Which should we focus more on, picking up tools or picking up test automation frameworks?
Soumya: It is agnostic of tools and frameworks. So you need to ensure whichever tool or framework you are using, there should be a standard format for the output of a run. For instance, if you run hundreds of tests, it should split out the results in a standardized format.
Can we use Allure History Trends Lines or Prometheus/Grafana to gather the data from our test runs?
Soumya: Allure or other reporting tools need an underlying JSON to create their reports. They generate that JSON object and then feed it to a service to create reports. So, you can pick up that JSON object, standardize it, then push it to your backend and start ingesting. In this way, your custom or extended report data can be pushed into your backend and do further analysis.

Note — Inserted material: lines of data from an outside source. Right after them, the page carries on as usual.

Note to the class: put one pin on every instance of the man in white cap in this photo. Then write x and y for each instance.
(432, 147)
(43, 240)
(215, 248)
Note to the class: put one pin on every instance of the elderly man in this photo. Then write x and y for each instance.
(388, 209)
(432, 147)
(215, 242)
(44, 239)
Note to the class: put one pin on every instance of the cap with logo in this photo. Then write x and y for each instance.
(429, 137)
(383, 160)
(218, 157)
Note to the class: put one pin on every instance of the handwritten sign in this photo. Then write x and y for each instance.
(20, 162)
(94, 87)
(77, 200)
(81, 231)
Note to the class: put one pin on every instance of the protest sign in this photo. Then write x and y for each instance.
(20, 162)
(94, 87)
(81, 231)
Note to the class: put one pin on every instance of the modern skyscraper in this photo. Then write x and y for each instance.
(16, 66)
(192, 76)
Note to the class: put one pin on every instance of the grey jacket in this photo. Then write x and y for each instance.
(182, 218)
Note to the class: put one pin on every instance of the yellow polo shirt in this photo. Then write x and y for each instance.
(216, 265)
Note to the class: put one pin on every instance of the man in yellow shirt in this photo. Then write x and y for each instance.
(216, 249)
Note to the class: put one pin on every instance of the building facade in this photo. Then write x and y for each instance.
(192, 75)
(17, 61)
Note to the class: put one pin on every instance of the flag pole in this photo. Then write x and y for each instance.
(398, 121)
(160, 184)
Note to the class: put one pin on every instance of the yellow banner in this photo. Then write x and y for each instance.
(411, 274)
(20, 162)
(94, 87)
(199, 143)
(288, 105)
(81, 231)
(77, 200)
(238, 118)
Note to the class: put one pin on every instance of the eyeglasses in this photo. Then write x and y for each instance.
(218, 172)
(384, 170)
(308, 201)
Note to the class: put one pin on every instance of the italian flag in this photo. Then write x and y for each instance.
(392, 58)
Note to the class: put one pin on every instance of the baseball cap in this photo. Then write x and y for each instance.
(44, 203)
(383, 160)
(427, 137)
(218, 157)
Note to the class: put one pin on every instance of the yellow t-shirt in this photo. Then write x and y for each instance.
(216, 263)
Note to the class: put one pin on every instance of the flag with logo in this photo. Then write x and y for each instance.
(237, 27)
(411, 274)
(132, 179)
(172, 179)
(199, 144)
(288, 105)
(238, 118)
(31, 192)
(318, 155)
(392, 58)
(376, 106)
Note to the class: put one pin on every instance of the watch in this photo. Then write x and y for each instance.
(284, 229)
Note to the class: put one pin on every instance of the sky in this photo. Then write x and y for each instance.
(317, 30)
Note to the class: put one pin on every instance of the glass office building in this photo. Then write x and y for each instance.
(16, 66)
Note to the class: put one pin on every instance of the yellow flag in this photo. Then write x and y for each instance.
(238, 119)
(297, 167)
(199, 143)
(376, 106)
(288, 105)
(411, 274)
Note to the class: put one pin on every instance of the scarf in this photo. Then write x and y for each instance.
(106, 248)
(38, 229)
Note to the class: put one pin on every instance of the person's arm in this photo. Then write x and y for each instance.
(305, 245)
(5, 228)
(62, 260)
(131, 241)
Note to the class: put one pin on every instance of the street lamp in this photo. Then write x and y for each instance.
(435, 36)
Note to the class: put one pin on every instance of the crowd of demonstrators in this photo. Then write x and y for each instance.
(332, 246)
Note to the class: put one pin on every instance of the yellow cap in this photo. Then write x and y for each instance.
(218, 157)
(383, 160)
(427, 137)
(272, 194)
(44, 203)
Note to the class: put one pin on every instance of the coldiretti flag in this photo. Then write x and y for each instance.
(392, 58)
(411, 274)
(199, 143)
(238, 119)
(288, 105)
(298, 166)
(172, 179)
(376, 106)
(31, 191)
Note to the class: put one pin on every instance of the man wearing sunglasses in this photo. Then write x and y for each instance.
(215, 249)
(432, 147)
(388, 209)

How do biases affect such models?
Soumya: Your model cannot be so close to your expectation. It has to be that there are biases that will affect your model when you start running the model and analyze how it behaves. The next problem that affects your system or model is refreshing your production data in the lower environments.
Therefore, each time you refresh production data in your lower environments and run something, you would notice that there is a failure. Your data is constantly changing, and it will add more and more bias. So you need to create the model in such a way that it keeps on learning from it.
Which tool do you recommend for automating recommendation systems with a lot of data and asserts that the results are expected ones? Did I have to populate the test data, take screenshots, and have historical data to compare each run?
Soumya: I think of this as a black box and start testing your system. For example, you know the input and output, and there has to be an expected result in testing.
You know the expected outcome, and the recommendation system will always give you the value in the range, so what you do is you keep pushing the inputs. Whatever output you expect has to be in the range so that it would be treated as a black box to start with your basic testing.
Yes, you have to populate the test data. You can check the precision of the model’s recall value to understand how your model behaves right when you keep pushing on the data.